Randy Choate took over from Dan Wheeler to get the final out to pick up his fourth save.
The game played before 15,665 at the Rogers Centre was the first of the year between the teams as the Blue Jays return to playing within the American League East following interleague play.
Halladay used 88 pitches in giving up five hits and left for Jeremy Accardo with the Blue Jays trailing 2-0 on Carl Crawford’s seventh home run of the season on an elevated 1-1 curveball in the third inning.
Halladay struck out seven and walked two his first start since June 12 against the Florida Marlins when he suffered a mild groin strain on his first batter of the fourth inning and had to come out of the game.
Halladay said he had no problems from the injury or from the layoff.
“Throwing in the bullpen everything was fine,” Halladay said. “I didn’t feel like I hadn’t thrown in a long time. It’s just a matter of consistency sometimes.”

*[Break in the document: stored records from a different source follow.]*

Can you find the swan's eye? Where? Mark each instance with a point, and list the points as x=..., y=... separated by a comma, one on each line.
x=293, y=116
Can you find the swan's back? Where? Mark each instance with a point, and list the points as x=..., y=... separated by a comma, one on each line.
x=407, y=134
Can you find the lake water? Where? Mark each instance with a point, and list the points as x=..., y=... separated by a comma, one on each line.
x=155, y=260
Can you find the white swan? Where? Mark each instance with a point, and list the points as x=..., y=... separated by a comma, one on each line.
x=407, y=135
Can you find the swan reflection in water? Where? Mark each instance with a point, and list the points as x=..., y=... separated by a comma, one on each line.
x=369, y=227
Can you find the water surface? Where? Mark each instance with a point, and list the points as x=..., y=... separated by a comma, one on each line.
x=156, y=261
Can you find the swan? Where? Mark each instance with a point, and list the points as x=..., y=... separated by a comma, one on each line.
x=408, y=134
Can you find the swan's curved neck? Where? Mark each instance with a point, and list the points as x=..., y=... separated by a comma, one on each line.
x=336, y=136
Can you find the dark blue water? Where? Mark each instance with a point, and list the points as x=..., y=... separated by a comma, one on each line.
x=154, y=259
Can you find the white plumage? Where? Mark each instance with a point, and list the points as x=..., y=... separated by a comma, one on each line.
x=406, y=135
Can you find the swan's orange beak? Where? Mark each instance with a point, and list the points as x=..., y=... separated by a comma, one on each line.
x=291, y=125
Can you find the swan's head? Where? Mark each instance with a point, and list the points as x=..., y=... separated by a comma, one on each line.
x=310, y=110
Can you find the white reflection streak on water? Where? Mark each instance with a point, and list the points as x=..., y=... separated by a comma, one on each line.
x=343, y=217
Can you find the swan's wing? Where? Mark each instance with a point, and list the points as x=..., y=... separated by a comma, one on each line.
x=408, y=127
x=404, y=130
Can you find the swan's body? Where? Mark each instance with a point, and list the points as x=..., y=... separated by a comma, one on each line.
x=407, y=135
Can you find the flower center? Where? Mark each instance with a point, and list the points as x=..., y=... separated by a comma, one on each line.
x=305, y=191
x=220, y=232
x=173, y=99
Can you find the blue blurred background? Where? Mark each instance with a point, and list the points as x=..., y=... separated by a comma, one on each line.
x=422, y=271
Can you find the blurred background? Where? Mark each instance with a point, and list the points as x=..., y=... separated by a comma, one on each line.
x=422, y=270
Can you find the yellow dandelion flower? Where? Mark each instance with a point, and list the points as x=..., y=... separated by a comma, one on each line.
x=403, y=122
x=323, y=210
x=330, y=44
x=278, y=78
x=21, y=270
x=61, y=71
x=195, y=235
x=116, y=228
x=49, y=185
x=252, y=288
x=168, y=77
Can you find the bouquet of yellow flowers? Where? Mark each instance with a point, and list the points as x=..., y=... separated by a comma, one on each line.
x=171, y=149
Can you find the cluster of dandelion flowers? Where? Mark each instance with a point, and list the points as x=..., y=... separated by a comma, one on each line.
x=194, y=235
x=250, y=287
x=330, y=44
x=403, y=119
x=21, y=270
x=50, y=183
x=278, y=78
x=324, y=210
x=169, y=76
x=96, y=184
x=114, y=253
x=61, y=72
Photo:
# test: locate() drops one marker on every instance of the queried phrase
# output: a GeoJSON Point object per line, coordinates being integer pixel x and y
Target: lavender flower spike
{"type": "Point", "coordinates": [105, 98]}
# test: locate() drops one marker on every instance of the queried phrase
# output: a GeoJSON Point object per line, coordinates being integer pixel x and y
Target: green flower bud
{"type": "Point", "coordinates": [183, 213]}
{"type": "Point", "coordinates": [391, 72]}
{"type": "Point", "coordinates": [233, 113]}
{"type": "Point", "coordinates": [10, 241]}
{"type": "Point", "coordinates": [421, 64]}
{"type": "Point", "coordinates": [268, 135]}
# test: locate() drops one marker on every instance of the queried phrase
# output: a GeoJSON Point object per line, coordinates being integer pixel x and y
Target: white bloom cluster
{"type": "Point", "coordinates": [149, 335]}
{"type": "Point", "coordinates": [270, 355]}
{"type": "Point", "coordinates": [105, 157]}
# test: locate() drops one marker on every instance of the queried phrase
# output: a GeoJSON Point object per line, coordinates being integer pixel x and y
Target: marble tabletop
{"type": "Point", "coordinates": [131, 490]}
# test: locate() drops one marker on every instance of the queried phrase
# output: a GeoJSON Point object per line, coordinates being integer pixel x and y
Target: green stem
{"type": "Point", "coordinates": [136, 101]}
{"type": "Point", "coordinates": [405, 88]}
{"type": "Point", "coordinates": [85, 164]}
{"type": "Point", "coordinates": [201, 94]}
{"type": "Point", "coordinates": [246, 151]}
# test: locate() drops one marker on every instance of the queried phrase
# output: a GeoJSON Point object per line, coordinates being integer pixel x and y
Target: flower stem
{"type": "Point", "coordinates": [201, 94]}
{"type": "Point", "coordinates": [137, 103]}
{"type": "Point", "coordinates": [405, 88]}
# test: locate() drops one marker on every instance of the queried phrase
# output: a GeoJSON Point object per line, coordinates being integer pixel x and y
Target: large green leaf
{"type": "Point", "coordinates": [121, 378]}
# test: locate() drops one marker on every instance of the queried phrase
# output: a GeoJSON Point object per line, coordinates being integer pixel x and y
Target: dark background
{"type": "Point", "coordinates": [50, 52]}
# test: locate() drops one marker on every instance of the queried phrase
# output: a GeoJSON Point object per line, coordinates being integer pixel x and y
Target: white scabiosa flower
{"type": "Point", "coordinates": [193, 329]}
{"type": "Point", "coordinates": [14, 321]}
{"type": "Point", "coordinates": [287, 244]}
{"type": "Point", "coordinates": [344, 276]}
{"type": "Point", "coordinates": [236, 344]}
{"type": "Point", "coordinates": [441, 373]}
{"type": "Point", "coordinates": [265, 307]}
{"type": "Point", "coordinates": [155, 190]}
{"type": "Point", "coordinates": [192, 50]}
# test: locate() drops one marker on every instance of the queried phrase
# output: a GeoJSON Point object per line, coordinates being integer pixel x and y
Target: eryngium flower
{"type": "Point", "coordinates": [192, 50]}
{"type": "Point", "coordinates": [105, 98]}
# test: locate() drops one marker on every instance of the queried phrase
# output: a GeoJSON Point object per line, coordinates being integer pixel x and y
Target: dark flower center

Halladay lamented the walk to B.J. Upton that preceded Crawford’s homer and the pitch that the Rays’ left fielder knocked over the fence.
“I just made a poor pitch,” Halladay said. “Curveball kind of middle-in, up. It just has to be down more really. But as far as stuff (was concerned) I felt it was good and felt everything was where it needed to be. I just have to pitch ahead a little bit better.”
Accardo gave up two runs in the seventh, one on Pat Burrell’s third homer of the season on a 1-1 slider to lead off the inning and the other on Upton’s sacrifice fly. Two of Accardo’s outs in the inning were on steal attempts at second.
Niemann, a 26-year-old rookie, was making his 15th start of the season and the 17th of his major-league career and reduced his earned-run average to 3.95 in pitching past the fifth inning for only the second time in his past six starts.